Ireland vs. France (1 Viewer)

It required cheating to make it ineffective. Are we going to single out every other mistake made by an Irish player in the game? Seems only fair. :rolleyes:

Your blame-free world is an inspiration to us all.

Regardless of whether Henry got to the ball, it was irresponsible to let it run without knowing there was a player behind him and taking action as appropriate. The bounce of the ball required Henry to handle, but McShane wasn't to know that it wouldn't hit Henry in the stomach.

Yeah, plenty of mistakes are made in the course of a game, absolutely. And you can be damn sure they're commented on. This incident has dwarfed this particualr game to an unusual extent, so it's hardly unnatural to focus on the defensive mistake.

The moralising about Henry is sickening and mostly comes from know-nothing know-alls. Like me, but different.
 
he'd say:

padraigs bollix, any chance of the man to which you're attached writing a pro keano chant form the ipswich fans?
 
Embarrassing. It's funny how people who normally have no interest in football are suddenly riled up and raving. Irish team are a cause celebre.

Actually I've noticed that all the people I know who are up in arms about the handball are non-football fans, whereas the football fans are more or less "ah well, shit happens, move on with dignity".
 
Embarrassing. It's funny how people who normally have no interest in football are suddenly riled up and raving. Irish team are a cause celebre.

exactly,most football fans are over it by now,its all the people who wouldnt normally watch a game still pissing and moaning,like i said before
cry_a_river_build_a_bridge_get_over_it_hat-p148698704548132176q02g_400.jpg


(i want one of those hats)
 
Embarrassing. It's funny how people who normally have no interest in football are suddenly riled up and raving. Irish team are a cause celebre.

A lot of cowboy hats are going to go unsold and a lot of people have been denied a lot of drinking opportunities as a result of this miscarriage of justice. If you ask me it's the word 'Olé' that's the real victim in all this.
 
From Football 365

Thierry Henry said:
After the fuss of last night, I am looking for a quiet day today. Michel Platini is coming over for a celebratory lunch, and I must stock up on provisions. I get in the car and reverse out of the drive.

CLUNK.

Zut! I have hit something. I get out to investigate. I see my next-door neighbour running towards me; instinct takes over. I hurl myself to the ground and start crying.

"Oh my God, oh my God...Tiddles! Tiddles!," shouts the woman. "You've run over my cat, you b***ard."

I walk round the back of the car. I shrug, in that charming and insouciant way that I have. Sure enough, there is a little cat there. He is as flat as Arsenal's play after my departure.
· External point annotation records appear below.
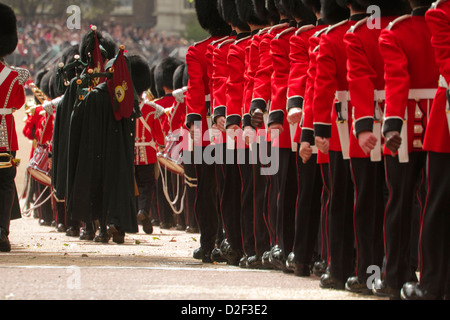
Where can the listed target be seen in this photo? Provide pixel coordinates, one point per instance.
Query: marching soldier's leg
(7, 190)
(307, 220)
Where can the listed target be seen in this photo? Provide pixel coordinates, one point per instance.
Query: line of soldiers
(349, 95)
(350, 108)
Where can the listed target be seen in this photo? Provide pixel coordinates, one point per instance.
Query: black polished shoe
(319, 268)
(190, 229)
(102, 237)
(73, 232)
(216, 256)
(412, 291)
(116, 234)
(198, 254)
(45, 223)
(266, 261)
(232, 256)
(327, 281)
(61, 228)
(147, 225)
(302, 270)
(381, 289)
(243, 261)
(355, 285)
(87, 235)
(290, 262)
(5, 245)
"Maybe I did run over your cat," I say. "But I am not a traffic light."

The woman is crying now. I put my finger to my lips, then shake it in her face, as if to say "no, no, no" - for I do not see why I should take responsibility for what I have done, just because I have done it.

Is it my fault that the cat is made of soft tissue and blood, rather than, for instance, reinforced steel or concrete? Of course not.

I did what anyone would do: I pressed my foot on the accelerator - this causes more oxygen to flow through the carburettor, and makes the car move. The cat did not see me, the cat bounced off my bumper and I drove on. I am not an RSPCA inspector.

Was it deliberate? It is not for me to say if something I have done is deliberate. I am reversing a car out of my drive, not an adult human being with free will.

I am considering apologising to the neighbour when Michel Platini pulls up in his Renault Clio.

"Nicole!" he shouts.

"Papa!" I say, which is a little joke we have and for which we get 150,000 Euros each per month for making occasionally on TV and whatnot. It is a short career and you never know when Gillette might get tired of you.

"This man just ran over my cat," says the neighbour.

"Have you got it on video?" asks Michel.

"Of course I haven't got it on video - are you mental?" says the woman.

"Never happened then, did it?" says Platini.

Just for safety's sake, he gets back in his car and reverses over the corpse of the cat.

"Thank God she doesn't have a video," he laughs. "Her cat is gone, and we are still here - and that's better for everyone worldwide. Vive La France!"